А отец прижимал Климу к себе, то и дело называя маминым именем, целовал, гладил по голове и плакал навзрыд, словно ребенок. Клима стояла оглушенная и впервые в жизни даже близко не представляла, как себя вести.
* * *
Уже далеко заполночь праздник по случаю возвращения подошел к концу. Малолетних детей с трудом уложили спать, соседи разошлись по домам сами, после третьего намека, посулив завтра собраться снова. Мачеха стелила гостям, Зарин вполголоса рассказывал ей об их приключениях и одергивал Теньку, который постоянно норовил то приврать, то добавить терминов.
Клима с отцом вышли на темную веранду. Светили крупные звезды, через оградку лезли сорняки, уже требующие прополки. Несмотря на прохладу, донимали ранние весенние комары. Отец принес из дома подбитую мехом куртку и накинул дочке на плечи.
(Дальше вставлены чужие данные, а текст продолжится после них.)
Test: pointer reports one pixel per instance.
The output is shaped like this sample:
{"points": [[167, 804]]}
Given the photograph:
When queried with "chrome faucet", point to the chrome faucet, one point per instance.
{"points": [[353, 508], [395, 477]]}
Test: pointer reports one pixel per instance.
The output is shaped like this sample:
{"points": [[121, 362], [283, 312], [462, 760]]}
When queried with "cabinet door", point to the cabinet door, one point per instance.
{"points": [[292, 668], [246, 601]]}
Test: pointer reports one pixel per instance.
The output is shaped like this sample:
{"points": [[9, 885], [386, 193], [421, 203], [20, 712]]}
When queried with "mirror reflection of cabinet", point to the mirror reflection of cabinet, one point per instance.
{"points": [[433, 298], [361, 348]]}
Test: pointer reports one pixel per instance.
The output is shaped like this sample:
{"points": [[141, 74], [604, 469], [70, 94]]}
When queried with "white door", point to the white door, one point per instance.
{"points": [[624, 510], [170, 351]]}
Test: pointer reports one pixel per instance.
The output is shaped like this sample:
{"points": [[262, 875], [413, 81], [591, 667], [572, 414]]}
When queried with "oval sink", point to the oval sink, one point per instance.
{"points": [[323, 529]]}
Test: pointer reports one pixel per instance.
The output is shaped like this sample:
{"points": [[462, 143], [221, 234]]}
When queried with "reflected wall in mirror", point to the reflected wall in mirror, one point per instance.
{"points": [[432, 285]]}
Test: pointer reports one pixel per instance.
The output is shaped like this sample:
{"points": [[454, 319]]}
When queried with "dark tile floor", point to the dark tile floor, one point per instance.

— Садись, Климушка. Вот сюда, на лавку.
Клима села рядом с отцом. Она по-прежнему не знала, что сказать. Прошло так много лет… Призраки детства столько не живут. Особенно, когда расстаешься с детством на восьмом году.
— Не знаю, говорили ли тебе, — тихо начал отец, — но ты вылитая мама. Я как увидал тебя сейчас — чуть рассудком не тронулся. Поблазнилось — моя Цвиля стоит, живая, молодая…
— Некому говорить было.
— Да, и впрямь, чего это я… кто ж знает Цвилю на чужбине, — голос отца сорвался, и он снова заплакал: — Климушка, доченька! Прости меня, прости, если сможешь…
Климе вспомнилось: вот он молодой, без морщин и голос еще звонкий. Заходит в дом, целует маму и лезет на печь. А чуть позднее — воет над ее сундуком с одеждой, перебирает уже не нужные платья, и так страшно на него смотреть, что Клима убегает прочь. Потом отец пьет, уже седой, в морщинах, говорит хрипло. В трактире с ужасом рассказывает собутыльникам, как дочь потрошила корову. Потом — женится на мачехе. Счастлив ли? Не пьет — и ладно. Год спустя провожает Климу в Институт, неловко целует на прощание и дает старую монету. Теперь Клима знает, что на серебре было изображено лицо последней обды. Откуда у отца могла взяться довоенная монета?.. Климе четырнадцать, она единственный раз приезжает из Института навестить дом. Отец ее сторонится. Боится? Уважает? Не понимает?.. А теперь он плачет на ее плече и просит прощения.